Bagian dalam masjid juga banyak menggunakan pola lengkungan untuk menghubungkan tiang penyangga sehingga menghasilkan pola ruang dengan kolom-kolom, sepertinya terinspirasi dari ruang dalam Masjid Cordoba, Spanyol.
Gaya khas arsitektur Nusantara dapat ditemui pada pintu dan mimbar yang terbuat dari kayu dengan ornamen ukiran khas Jawa. Di sayap mihrab terdapat tangga dari bahan kuningan mencirikan gaya khas ornamen Jawa Klasik.
Selain pola arsitekturnya, Masjid Agung Tuban seluas 3.565 meter persegi ini memiliki keistimewaan lain. Sekitar sepuluh meter dari masjid, berdiri Museum Kembang Putih yang menyimpan berbagai berkas bersejarah seperti kitab Al-Quran kuno terbuat dari kulit, keramik China, pusaka, sarkfagus, dan sebagainya.
Masjid Agung Tuban, yang awalnya bernama Masjid Jami, kini tak sekadar berdiri megah, namun sekaligus menjadi simbol semangat religius masyarakat Tuban.
Bumi Roggolawe
Tentu saja pembaca bertanya mengapa Tuban juga dijuluki Bumi Ronggolawe? Menurut sejarah, Ronggolawe atau Ranggalawe merupakan salah satu pengikut setia Raden Wijaya yang ikut merintis pendirian Kerajaan Majapahit pada 1293 Masehi, selain beberapa tokoh penting lainnya seperti Arya Wiraraja, Nambi, Kebo (Mahisa) Anabarang, juga Lembu Sora.

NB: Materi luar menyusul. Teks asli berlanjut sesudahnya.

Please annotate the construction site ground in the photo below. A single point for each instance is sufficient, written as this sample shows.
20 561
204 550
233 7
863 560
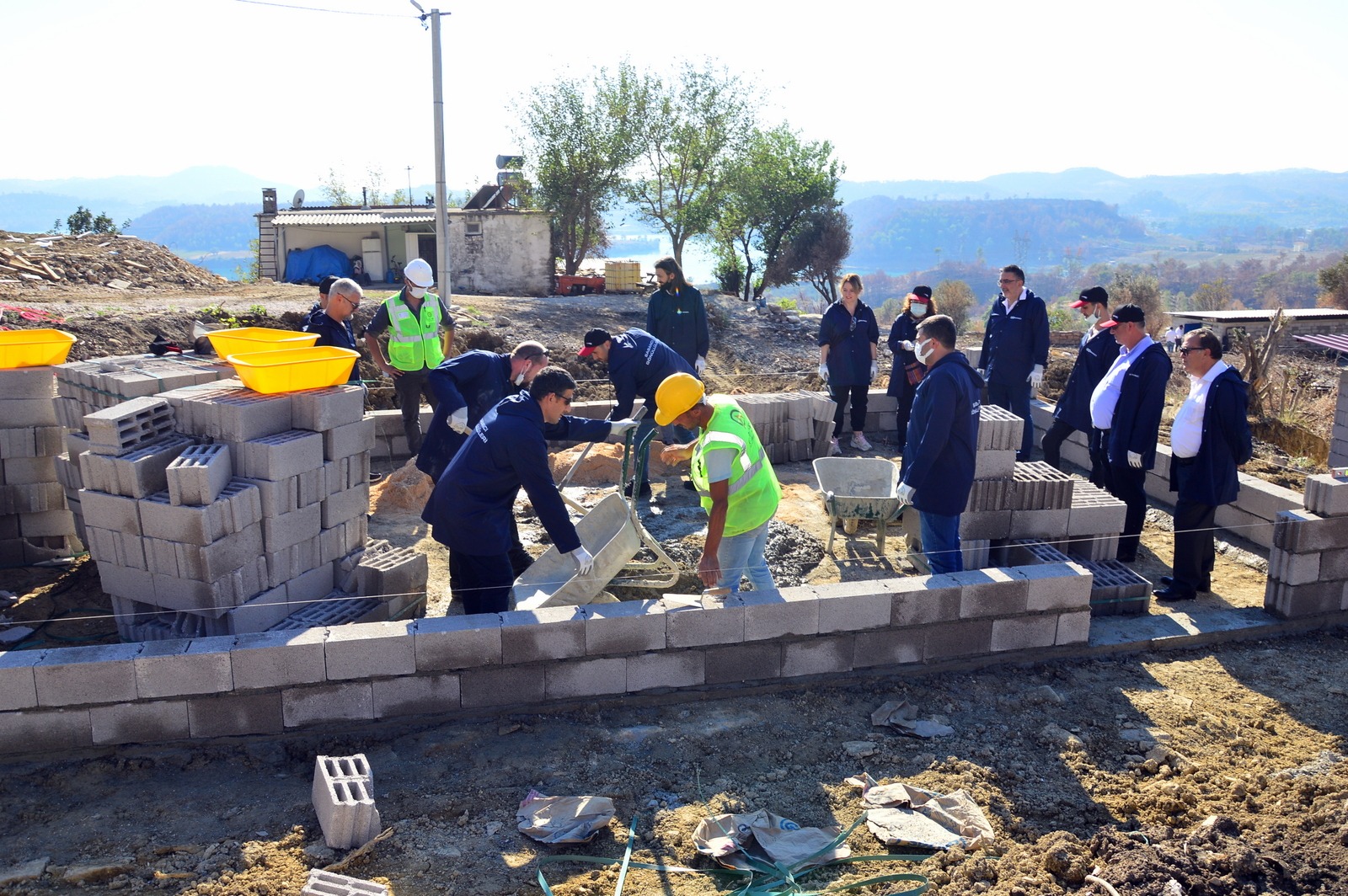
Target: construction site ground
1244 792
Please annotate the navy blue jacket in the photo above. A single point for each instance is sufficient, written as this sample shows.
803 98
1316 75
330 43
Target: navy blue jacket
638 363
1094 361
1014 343
1137 417
476 381
944 435
473 502
905 330
337 333
849 348
680 321
1226 444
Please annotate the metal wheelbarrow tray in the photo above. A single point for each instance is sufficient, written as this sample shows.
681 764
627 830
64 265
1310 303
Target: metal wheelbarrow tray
859 488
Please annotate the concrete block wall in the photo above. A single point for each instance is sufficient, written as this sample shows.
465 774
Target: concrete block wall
69 698
35 520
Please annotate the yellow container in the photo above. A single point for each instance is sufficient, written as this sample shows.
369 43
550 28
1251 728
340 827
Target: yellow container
258 339
294 370
34 348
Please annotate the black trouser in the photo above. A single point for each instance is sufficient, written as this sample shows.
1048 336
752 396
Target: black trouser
1129 485
859 394
1196 552
410 387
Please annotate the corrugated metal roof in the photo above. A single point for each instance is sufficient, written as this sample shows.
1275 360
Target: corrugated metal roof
354 217
1327 341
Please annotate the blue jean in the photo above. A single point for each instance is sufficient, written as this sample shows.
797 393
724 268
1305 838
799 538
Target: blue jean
743 556
941 542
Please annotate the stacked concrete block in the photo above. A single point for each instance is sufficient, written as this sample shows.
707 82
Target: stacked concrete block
344 798
35 519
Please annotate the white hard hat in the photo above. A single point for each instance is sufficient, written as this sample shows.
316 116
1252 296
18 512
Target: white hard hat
420 274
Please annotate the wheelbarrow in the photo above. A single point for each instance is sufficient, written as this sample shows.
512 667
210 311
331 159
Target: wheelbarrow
612 532
859 488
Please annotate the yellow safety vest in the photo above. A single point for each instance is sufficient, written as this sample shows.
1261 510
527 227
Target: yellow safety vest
754 491
415 340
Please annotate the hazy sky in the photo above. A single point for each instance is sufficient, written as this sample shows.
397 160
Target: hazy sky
945 91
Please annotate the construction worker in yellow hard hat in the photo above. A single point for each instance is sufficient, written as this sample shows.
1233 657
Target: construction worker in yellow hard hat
732 476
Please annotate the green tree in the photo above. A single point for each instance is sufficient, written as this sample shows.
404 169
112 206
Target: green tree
693 130
580 139
777 182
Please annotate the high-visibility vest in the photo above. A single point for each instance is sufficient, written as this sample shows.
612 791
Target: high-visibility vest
754 491
415 340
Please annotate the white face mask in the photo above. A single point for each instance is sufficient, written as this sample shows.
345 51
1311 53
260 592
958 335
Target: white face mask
923 350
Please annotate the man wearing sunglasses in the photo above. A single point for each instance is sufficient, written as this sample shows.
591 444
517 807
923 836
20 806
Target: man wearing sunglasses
332 323
471 511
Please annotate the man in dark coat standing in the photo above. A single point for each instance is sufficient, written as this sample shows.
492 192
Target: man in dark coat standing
1126 408
941 442
1015 350
1096 354
1208 441
471 509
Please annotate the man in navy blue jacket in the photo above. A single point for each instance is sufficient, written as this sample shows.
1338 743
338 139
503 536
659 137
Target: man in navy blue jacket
1015 350
1208 441
1096 355
1126 406
469 511
941 442
638 363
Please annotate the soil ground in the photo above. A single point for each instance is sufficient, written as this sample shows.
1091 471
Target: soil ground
1219 770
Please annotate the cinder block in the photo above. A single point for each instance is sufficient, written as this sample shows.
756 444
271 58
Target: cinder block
370 650
586 678
502 686
278 659
650 671
457 642
139 723
320 704
78 675
235 714
415 696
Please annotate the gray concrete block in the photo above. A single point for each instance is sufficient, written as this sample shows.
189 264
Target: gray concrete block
502 686
651 671
368 650
276 659
546 633
139 723
586 678
45 731
819 655
78 675
417 696
235 714
627 627
457 642
743 664
320 704
772 613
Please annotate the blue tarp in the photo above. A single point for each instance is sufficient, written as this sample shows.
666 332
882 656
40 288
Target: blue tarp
312 266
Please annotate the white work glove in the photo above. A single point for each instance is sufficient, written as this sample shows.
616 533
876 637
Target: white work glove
458 421
584 563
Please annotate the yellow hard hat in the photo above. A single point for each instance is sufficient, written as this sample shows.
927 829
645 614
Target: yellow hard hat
677 395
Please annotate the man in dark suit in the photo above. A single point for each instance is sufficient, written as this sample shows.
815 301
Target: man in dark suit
1208 440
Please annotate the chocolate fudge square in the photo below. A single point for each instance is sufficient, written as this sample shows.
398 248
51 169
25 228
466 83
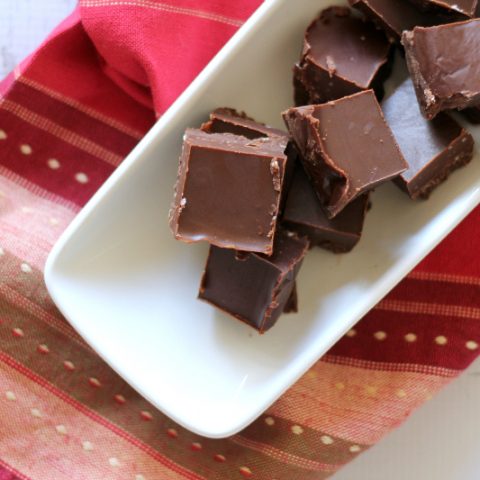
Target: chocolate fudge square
304 215
342 54
465 8
444 62
229 190
395 16
229 120
346 148
433 149
251 287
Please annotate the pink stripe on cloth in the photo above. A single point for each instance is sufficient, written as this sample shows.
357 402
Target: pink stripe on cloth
375 401
9 473
48 437
25 218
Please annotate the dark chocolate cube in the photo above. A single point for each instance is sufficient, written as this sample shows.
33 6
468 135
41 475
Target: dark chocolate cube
229 190
433 149
444 62
346 148
304 214
254 288
228 120
464 8
342 55
395 16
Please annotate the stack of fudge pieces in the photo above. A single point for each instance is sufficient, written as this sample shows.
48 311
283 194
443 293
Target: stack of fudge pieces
262 197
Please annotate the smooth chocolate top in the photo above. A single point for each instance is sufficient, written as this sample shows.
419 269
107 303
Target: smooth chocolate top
228 190
229 120
420 140
445 64
346 46
395 16
303 207
346 147
464 7
252 287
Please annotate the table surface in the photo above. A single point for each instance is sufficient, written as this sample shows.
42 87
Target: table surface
441 440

Ronggolawe adalah salah satu putra Arya Wiraraja, Bupati Songeneb (Sumenep) di Pulau Madura. Selain itu, Ronggolawe juga berkerabat dengan Lembu Sora yang tidak lain adalah pamannya. Tiga orang yang terkait jalinan keluarga ini mengabdi di Majapahit sejak era raja pertama, Raden Wijaya atau Kertarajasa Jayawardhana (1293-1309). (M. Farid Zulfialdi, Menelusuri Sejarah Peran dari Longgolawe di Kabupaten Tuban, kompasiana, 1/2/2022)

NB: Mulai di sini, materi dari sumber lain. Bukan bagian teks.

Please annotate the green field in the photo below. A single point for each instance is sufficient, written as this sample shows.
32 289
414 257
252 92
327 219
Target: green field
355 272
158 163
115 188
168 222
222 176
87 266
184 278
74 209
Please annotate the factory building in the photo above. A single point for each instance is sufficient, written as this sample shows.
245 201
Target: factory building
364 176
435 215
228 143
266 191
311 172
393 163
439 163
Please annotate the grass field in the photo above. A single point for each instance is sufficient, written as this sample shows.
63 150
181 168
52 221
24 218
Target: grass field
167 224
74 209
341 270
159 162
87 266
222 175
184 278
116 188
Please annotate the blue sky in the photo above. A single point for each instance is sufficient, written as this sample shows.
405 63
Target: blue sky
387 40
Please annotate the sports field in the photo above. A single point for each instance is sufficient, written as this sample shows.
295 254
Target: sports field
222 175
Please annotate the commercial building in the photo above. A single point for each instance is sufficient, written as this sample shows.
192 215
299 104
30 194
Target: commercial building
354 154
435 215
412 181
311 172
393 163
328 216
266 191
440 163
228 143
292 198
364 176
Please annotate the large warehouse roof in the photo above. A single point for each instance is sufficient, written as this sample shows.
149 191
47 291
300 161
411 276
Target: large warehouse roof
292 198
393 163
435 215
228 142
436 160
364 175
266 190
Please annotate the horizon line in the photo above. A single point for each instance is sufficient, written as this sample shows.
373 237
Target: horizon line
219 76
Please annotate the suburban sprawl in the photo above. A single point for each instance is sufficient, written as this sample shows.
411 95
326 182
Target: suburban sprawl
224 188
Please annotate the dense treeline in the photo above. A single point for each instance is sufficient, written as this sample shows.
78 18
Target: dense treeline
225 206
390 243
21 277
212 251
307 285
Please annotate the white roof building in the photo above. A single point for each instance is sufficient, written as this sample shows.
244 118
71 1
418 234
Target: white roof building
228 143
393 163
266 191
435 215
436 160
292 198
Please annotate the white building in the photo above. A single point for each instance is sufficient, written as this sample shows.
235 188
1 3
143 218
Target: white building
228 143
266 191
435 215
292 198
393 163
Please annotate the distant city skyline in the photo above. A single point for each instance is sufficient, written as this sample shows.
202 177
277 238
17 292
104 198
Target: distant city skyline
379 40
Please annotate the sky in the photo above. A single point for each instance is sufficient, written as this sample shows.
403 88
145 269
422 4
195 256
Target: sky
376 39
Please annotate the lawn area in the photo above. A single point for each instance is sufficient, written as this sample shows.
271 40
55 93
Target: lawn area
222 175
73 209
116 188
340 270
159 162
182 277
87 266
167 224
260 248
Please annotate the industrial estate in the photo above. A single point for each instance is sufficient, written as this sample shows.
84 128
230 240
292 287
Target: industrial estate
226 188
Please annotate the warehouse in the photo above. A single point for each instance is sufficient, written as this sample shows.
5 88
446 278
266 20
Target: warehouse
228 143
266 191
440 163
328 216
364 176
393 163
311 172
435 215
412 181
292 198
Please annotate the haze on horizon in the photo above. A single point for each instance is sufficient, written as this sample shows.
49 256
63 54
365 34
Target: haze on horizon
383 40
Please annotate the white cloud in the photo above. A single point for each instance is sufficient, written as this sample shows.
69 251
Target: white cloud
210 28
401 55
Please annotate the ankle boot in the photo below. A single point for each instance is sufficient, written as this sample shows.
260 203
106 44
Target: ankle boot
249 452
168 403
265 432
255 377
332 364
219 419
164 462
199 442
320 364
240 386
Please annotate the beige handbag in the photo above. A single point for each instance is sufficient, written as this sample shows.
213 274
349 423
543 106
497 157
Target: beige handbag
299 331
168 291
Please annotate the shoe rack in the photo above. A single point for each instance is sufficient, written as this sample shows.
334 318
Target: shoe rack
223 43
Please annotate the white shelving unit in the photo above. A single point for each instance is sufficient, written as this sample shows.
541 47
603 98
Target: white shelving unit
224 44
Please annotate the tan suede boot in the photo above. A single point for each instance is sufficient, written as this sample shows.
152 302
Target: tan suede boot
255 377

Tak lama setelah Majapahit berdiri, tepatnya tanggal 12 November 1293, Raden Wijaya menunjuk Ronggolawe sebagai Adipati Tuban, wilayah taklukan Majapahit di pesisir pantai utara. Namun, keputusan raja tersebut tidak memuaskan Ronggolawe. Ia merasa seharusnya mendapatkan posisi yang lebih baik.

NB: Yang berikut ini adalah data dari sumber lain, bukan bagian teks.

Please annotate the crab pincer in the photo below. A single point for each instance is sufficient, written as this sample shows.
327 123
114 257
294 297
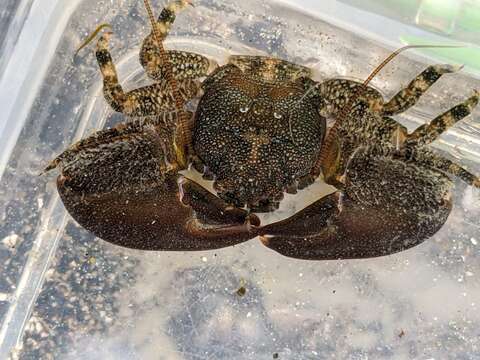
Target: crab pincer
118 185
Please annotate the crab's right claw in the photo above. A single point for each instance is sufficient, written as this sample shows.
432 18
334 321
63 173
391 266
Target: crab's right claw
116 186
371 217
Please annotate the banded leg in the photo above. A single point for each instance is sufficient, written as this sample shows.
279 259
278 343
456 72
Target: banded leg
428 133
407 97
145 101
454 169
186 65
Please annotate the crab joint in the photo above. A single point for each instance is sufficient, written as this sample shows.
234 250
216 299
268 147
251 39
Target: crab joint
92 36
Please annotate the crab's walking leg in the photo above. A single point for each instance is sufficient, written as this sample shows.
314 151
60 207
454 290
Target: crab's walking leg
370 217
408 96
428 133
117 184
185 65
146 101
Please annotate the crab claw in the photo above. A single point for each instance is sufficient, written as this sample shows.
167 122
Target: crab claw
371 217
116 186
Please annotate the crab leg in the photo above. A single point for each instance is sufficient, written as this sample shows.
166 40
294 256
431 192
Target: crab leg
146 101
118 184
369 218
408 96
185 65
428 133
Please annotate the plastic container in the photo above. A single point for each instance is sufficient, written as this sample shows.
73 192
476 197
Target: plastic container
66 295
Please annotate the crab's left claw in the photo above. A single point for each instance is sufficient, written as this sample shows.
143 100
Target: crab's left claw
372 217
118 185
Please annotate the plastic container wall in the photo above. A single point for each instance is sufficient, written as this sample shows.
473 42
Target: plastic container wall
66 294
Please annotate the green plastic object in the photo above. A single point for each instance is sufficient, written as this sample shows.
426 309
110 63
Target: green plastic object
469 56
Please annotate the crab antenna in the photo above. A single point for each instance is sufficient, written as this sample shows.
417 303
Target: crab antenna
89 39
326 148
182 136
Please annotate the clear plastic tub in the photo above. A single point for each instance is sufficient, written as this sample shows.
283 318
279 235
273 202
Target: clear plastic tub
66 295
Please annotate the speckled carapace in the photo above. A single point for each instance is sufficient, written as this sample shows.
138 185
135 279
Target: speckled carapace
257 132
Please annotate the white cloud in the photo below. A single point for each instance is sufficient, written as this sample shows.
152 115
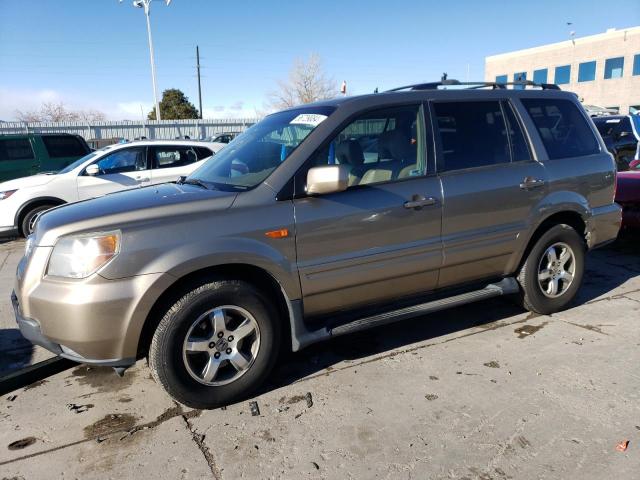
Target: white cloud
12 99
234 110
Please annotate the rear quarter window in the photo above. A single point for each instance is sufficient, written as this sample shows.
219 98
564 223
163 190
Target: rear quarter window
15 149
563 129
63 146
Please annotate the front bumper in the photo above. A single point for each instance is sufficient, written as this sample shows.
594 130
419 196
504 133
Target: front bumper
30 329
603 225
8 232
95 321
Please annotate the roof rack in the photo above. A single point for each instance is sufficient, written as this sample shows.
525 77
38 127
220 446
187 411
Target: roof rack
474 85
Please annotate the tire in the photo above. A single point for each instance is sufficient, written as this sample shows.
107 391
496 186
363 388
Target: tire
27 219
539 273
181 367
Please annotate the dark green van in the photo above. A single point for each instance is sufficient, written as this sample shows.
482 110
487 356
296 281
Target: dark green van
30 153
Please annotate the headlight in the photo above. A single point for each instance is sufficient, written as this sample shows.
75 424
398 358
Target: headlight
79 256
7 194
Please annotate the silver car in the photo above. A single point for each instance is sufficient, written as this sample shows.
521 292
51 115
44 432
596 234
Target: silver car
319 221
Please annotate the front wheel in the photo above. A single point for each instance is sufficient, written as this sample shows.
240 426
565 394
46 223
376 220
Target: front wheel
215 345
552 273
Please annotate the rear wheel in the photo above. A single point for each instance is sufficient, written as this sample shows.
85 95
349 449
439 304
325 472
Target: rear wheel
552 273
29 219
215 345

Kekesalan Ronggolawe memuncak lantaran Raden Wijaya mengangkat Nambi sebagai rakryan patih atau perdana menteri. Rakryan patih adalah jabatan paling tinggi dalam struktur pemerintahan Kerajaan Majapahit di bawah raja.
Menurut Ronggolawe, jabatan rakryan patih lebih pantas disandang oleh Lembu Sora, pamannya. Lembu Sora bagi Ronggolawe jauh lebih berjasa daripada Nambi dalam perjuangan mendirikan Kerajaan Majapahit. Namun, Lembu Sora ternyata memilih patuh atas kebijakan raja. Ia juga menasihati Ronggolawe agar memohon maaf kepada Raden Wijaya. Akan tetapi Ronggolawe tidak mau dan memilih kembali ke Tuban.
Ronggolawe adalah seorang yang berjasa atas berdirinya Kerajaan Majapahit. Atas jasanya tersebut Ronggolawe diberi hadiah berupa wilayah kekuasaan di Tuban –kini sebuah kabupaten dengan luas wilayah 1.904,70 kilometer pergsegi dengan panjang pantai 65 km.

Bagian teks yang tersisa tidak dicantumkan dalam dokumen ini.